I started working at Hogg, Shain & Scheck at the beginning of September 2014. The first few weeks were relatively straightforward. The firm made it pertinent that I developed the technical aspects of using the different types of software. The HSS team wanted me to understand that real world scenarios were not covered in much detail at the university level (such as payroll).
The amount of time I had at the beginning really eased my learning curve. Progressively I came to understand the different types of engagements and the general nature behind accounting transactions.
I really appreciated the in-depth training HSS provided as it helped me tackle the different types of engagements in the future. It helped me develop the appropriate thinking process behind making transactions and not just the raw answer. Around this training process I had coworkers telling me to appreciate the spare time, as when you’re not busy you should study for your professional exams. They cautioned me that work would become more demanding in the busier months ahead. However judging on the plentiful time I had, and the fact that I wasn’t tackling a file independently at this time, I thought I would be able to easily handle and balance everything. However I would quickly realize the nature of working in public accounting.

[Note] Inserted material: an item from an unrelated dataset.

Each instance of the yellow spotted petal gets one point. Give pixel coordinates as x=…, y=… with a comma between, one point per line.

November came rolling around I was scheduled for my first fieldwork. I thought it was simple in the beginning as we received the information from the client and we were working on the engagement. I was treating it like my previous compilation engagements, thinking it was just as straightforward. I quickly learned that every engagement is different and that new steps may apply with changing scenarios. The learning curve started to become steep at this point as I started to apply more of the theory. I encountered situations that I was unfamiliar with, so I had to manage my time after work to properly learn and understand the different situations, while studying for my professional exams.

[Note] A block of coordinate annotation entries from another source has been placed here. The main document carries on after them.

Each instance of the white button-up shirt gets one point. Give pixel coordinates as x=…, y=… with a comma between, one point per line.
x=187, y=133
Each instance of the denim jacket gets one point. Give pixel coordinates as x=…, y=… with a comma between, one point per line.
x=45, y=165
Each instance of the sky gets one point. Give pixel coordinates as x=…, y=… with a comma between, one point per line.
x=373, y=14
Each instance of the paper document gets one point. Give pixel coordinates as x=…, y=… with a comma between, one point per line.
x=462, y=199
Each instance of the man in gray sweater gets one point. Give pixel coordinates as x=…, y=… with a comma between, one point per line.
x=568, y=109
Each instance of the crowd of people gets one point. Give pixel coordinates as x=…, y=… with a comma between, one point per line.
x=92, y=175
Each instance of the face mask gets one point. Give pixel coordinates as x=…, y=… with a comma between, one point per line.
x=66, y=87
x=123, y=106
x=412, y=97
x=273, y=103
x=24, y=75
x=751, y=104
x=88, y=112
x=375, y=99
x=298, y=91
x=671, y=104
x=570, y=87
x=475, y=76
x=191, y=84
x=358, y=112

It started to become difficult to balance everything I wanted to accomplish, so I sought out the advice of my HSS managers and peers. This is when I learned the best approach to balancing work as a public accountant – Be flexible with your time. Just because the clock hits 5 it doesn’t necessarily mean work is done. Especially in this stage of my career I’m learning and applying new things every day, and sometimes you have to be flexible with your time in order to learn things properly.

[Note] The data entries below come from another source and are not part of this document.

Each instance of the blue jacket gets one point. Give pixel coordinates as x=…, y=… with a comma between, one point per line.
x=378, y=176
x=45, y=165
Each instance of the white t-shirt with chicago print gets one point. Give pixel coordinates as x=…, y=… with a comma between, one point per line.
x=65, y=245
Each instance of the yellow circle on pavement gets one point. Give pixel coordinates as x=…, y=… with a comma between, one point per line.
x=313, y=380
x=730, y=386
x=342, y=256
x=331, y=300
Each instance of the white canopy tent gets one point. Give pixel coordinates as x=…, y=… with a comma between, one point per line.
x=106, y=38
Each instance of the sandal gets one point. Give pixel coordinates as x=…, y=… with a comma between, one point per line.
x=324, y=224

Being flexible with my time became essential to grasping new concepts and growing from new experiences. Soon I felt well adjusted and prepared for new scenarios. By the end of November I went on to my second and third field experiences, and the rest is history as they say.
Fortunately I’m lucky to have helpful seniors, managers, partners, and fellow students to guide me through the unfamiliar situations. It’s a learning experience everyday and I’m grateful that I have the support at HSS to learn and ask questions.